There are a lot of signs if your lawn needs limestone. Here are some of them:

  1. You have clay or sandy soil, which means the soil is acidic.
  2. Weeds and moss have grown.
  3. The ground is too acidic when the fertilizer you use doesn’t work.
  4. Rain or acid rain can wash out nutrients from the ground, making it acidic.
  5. Visually, you will know your soil is acidic when your grass is yellowing.
  6. When you recently experienced drought, other lawns have a hard time recovering. The acidity of the land is one of the main reasons.
  7. You can use a soil test to know if your soil is already acidic. If it reveals that the pH level of your lawn is below 6.2, it’s acidic.

We suggest that lawn owners get your soil tested to provide an accurate result of your soil’s pH level and the type of soil it is. The desirable level of pH should be from 6.2-7.0. Moreover, the best time to test your soil is during the spring, while it’s best to apply lime is during fall and early spring. Many lawn owners would apply limestone just right after the first frost in fall, so the soil has the whole winter to absorb it. However, it is not recommended to spread lime during frosty weather. Refrain from spreading limestone when the soil is dry and wilted, or wet and soggy. 

How to Apply The Material

Once you are aware of your soil’s pH level and the type of soil you have, it is time to lime it. Before starting, it is good to aerate your lawn first to ensure the lime reaches deep into the soil for excellent results.
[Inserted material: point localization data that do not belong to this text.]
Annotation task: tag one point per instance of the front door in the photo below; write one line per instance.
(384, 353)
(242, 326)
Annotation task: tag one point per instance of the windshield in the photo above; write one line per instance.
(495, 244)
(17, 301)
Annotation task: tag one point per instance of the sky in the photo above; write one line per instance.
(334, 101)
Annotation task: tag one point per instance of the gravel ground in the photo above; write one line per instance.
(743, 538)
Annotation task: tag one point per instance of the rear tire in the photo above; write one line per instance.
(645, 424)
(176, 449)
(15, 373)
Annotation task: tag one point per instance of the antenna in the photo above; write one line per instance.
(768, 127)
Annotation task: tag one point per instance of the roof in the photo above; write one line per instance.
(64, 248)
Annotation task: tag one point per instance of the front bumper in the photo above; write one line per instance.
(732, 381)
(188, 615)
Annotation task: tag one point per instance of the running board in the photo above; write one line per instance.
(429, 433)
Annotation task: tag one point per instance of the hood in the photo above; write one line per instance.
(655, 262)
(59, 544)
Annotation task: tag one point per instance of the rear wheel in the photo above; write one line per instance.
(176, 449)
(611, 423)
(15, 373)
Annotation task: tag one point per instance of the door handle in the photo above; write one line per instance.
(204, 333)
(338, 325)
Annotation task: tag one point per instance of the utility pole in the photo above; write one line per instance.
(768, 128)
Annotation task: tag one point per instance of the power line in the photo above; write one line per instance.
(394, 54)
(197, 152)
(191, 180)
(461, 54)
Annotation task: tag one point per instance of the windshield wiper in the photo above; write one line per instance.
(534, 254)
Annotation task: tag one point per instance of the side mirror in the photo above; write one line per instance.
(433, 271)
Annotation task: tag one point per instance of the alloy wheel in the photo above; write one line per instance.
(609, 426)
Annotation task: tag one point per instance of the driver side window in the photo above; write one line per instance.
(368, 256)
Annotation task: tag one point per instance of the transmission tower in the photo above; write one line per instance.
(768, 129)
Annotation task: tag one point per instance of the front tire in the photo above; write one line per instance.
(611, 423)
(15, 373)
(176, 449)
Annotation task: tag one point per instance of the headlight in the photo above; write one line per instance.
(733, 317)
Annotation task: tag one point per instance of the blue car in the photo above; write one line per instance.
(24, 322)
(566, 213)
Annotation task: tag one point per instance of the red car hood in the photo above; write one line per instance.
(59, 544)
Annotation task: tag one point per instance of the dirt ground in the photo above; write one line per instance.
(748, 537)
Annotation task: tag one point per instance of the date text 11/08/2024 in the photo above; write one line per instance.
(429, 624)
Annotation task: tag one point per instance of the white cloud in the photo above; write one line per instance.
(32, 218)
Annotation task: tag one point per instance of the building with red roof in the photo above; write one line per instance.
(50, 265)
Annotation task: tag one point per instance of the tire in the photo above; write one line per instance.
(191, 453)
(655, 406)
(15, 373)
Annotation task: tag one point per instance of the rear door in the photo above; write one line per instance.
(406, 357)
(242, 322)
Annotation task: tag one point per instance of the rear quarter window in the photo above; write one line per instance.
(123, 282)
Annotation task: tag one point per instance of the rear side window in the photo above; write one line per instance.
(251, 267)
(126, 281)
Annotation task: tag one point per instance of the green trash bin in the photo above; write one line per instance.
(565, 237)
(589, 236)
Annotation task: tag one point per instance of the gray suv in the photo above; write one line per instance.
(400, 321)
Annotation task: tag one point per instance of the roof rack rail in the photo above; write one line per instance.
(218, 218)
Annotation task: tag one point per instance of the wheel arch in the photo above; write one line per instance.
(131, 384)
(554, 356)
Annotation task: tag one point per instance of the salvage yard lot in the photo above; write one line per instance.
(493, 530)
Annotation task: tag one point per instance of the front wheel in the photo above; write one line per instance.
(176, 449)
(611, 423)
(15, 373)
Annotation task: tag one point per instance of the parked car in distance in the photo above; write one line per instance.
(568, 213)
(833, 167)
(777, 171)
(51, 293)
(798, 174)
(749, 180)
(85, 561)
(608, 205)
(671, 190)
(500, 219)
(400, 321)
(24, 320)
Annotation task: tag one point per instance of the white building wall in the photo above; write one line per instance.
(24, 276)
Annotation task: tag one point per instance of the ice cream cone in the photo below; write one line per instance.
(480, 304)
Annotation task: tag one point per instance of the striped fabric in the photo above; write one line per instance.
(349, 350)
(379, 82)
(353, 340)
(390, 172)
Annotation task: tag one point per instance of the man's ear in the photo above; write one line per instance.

There are many different types of limes in the market. Pick one that suits your soil type well; however, many gardeners get pelletized limes rather than powder. This is because pelletized limes are less likely to be blown by the wind than powdered ones-and it stays once it reaches the ground. 

After picking one of your choices, you can either do drop-style or rotary spreader. The rotary spreader is the best way to apply the limestone. You can first use half of the recommended lime by walking horizontally back and forth across your lawn. Apply the other half by walking vertically. Make sure to water your yard lightly after the treatment to absorb the lime.